As Lent continued so too did further revelations until I began to seriously doubt my faith. Even the election of the new Bishop of Rome, Francis, as he seemed to style himself, brought little true joy especially during his inauguration Mass when, at the end of Mass, I clearly observed one Cardinal punch his fist in the air with a “Yes, we’ve finally got our man elected” type glee. Not what one would expect from a Prince of the Church. Pope Francis’s tag line of “the poor” seemed to be fixed on their material poverty, which was not too surprising coming as he does from a third world continent. Of course the media loved this but what about the poor in spirit, the poorly formed seminarians, the poorly catechised children; surely their poverty is more pressing to the Church. In the Gospel of Matthew 26:11 we hear Our Lord say “For the poor you have always with you: but me you have not always”.

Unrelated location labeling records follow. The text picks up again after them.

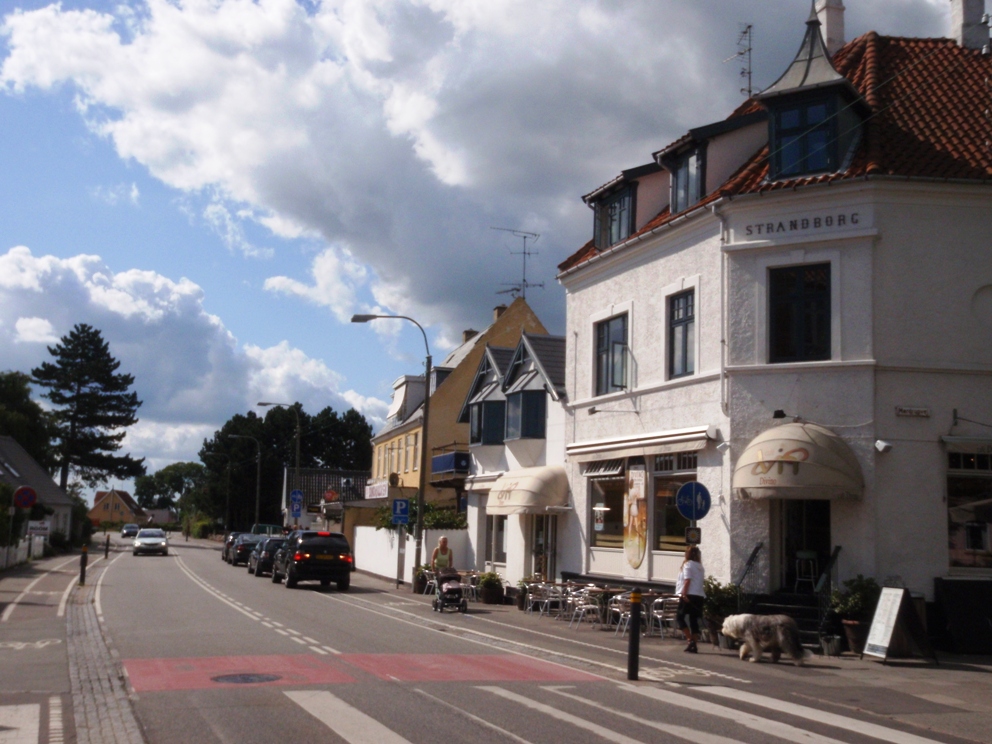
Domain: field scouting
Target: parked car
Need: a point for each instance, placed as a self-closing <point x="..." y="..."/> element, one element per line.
<point x="260" y="560"/>
<point x="225" y="553"/>
<point x="314" y="556"/>
<point x="242" y="547"/>
<point x="151" y="541"/>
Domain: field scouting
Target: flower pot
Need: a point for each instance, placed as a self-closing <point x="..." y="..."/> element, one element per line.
<point x="857" y="635"/>
<point x="832" y="645"/>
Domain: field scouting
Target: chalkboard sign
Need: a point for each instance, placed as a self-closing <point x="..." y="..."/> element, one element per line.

With a heavy heart I started Holy Week. I had been asked to serve during the Easter Triduum and so travelled daily to Edinburgh giving the MC apoplexy as I fumbled my way through. It was during the Good Friday service gazing of the Cross that I re-awoke from my pit of sorrow, one could say almost a cathartic moment, and once again found the meaning of Christ’s suffering and death on the Cross. The feeling was so profound my eyes welled up with gladness, sorrow, wonderment, humility, unworthiness to be given such a grace. Now I began to understand the meaning of Lent.
Thank you Lord for being so patient with one such as me.